J’avais seulement trois ans lorsqu’elle est partie — je ne me souviens presque plus de son visage, juste d’un sentiment chaud comme dans un rêve : le parfum qu’elle portait, sa voix qui me chantait des berceuses, ses bras qui me serraient fort. Puis — un vide infini.

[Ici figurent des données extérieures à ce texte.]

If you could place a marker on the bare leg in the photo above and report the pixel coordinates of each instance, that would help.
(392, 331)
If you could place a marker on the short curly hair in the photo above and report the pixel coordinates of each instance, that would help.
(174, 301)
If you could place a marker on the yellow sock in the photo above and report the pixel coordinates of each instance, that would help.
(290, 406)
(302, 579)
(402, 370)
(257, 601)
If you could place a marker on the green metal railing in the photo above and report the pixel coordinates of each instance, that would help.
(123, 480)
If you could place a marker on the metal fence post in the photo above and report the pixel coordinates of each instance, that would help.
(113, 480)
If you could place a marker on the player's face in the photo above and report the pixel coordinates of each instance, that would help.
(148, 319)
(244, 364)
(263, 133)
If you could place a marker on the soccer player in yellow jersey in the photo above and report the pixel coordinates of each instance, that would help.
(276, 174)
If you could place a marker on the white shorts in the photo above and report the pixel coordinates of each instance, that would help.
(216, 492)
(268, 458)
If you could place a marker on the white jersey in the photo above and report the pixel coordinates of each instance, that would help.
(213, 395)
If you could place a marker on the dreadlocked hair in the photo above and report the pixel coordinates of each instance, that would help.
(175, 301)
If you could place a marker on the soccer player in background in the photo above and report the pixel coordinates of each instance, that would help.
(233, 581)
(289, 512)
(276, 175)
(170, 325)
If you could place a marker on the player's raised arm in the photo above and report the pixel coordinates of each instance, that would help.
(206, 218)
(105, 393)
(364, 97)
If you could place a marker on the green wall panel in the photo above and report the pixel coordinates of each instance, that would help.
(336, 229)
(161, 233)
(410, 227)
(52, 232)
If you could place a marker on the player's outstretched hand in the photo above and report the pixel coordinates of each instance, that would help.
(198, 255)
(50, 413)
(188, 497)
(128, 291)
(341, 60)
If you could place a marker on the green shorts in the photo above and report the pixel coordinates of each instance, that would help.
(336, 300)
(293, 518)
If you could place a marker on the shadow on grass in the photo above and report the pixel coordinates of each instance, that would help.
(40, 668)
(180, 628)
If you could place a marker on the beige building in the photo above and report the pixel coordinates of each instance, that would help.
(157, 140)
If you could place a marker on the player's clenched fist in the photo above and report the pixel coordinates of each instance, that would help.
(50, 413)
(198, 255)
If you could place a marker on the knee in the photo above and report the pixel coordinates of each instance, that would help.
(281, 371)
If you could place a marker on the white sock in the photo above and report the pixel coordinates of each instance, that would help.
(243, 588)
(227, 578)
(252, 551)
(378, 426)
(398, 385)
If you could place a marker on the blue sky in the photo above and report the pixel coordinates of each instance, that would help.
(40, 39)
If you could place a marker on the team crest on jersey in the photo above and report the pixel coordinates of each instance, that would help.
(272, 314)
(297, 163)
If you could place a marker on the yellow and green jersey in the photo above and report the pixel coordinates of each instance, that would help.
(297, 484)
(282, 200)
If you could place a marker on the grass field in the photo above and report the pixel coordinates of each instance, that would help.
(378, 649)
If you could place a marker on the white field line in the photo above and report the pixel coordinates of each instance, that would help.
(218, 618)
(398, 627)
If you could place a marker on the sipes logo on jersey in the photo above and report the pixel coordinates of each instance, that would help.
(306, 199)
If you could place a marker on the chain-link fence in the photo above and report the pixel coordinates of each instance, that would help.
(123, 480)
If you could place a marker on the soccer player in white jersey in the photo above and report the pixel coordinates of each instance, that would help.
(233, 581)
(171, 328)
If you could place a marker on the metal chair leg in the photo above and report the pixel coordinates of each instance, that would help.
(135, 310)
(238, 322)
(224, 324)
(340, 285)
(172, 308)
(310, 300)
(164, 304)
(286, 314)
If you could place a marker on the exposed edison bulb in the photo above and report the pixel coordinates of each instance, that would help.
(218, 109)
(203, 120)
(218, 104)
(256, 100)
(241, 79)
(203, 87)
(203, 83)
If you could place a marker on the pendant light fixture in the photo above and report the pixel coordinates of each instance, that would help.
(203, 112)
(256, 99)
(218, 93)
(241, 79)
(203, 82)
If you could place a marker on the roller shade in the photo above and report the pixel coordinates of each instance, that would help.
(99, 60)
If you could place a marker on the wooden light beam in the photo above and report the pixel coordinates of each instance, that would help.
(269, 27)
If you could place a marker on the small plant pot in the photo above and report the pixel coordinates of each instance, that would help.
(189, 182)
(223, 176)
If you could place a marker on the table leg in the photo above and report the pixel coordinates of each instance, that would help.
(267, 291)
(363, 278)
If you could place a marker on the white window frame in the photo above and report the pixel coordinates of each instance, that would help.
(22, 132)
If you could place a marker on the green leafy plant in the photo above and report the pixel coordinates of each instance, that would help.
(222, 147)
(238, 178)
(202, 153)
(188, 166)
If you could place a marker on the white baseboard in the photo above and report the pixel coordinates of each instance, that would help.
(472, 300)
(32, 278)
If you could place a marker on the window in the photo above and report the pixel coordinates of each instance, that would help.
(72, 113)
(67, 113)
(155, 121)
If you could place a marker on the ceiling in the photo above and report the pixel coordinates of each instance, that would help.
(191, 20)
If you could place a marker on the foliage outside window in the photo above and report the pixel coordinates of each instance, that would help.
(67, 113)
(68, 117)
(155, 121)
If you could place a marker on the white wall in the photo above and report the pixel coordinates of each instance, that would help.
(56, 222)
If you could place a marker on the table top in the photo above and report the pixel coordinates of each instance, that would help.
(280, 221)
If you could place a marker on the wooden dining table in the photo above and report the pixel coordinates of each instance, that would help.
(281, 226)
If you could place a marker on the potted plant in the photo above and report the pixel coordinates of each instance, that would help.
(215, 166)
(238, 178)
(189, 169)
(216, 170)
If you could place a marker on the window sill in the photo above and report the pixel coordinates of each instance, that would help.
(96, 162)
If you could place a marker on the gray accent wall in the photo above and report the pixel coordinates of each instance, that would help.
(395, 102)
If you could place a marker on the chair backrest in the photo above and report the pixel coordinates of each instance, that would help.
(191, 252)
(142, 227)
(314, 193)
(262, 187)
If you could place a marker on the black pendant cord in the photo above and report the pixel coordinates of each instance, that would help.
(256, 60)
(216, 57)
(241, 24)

Un jour, elle ne revint pas. Aucun appel, aucun message, aucune trace. Les adultes murmuraient : « Peut-être qu’elle a fugué… », « Peut-être qu’il lui est arrivé quelque chose de terrible… » — mais personne ne savait vraiment. Une seule chose était certaine : elle n’était plus là.
Ma grand-mère — la maman de ma maman — a pris en charge mon univers. Elle m’a veillé les jours où je n’avais plus personne. Elle m’a appris l’amour, la foi, la force même lorsque le cœur se brise. Jamais elle ne parlait mal de ma mère. Au contraire — chaque soir, elle racontait à quel point elle était douce, intelligente, pleine de rêves et combien elle m’avait aimée. Même si elle avait disparue — l’amour demeurait.

Avec les années, j’ai commencé à poser des questions : pourquoi ? où est-elle ? pourquoi ? Mais aucune réponse. Juste un silence pesant, et des photos anciennes qui faisaient mal au cœur.
Parfois, j’avais de la colère contre elle — pour avoir disparu. Pour ne pas avoir combattu. Pour ne pas être venue… à ma remise de diplôme, à mes anniversaires, quand j’étais malade. Et pourtant, je ressentais une tristesse si profonde qu’elle me consumait.
Aujourd’hui, j’ai presque l’âge qu’elle avait lorsqu’elle a disparu. Et j’ai compris combien il est difficile de grandir, combien il est facile de se perdre dans la peur — et combien il est dur de demander de l’aide.

Je ne sais pas ce qu’il lui est arrivé. Vit-elle ? M’a-t-elle oubliée ? Mais je sais une chose : je n’abandonne pas l’espoir. Chaque année à son anniversaire, j’allume une bougie et murmure mon désir : la retrouver. Ou au moins trouver des réponses.
Ma grand-mère… Elle vieillit, mais ses yeux restent chaleureux et forts. Et en eux se reflète tout ce que je sais de l’amour.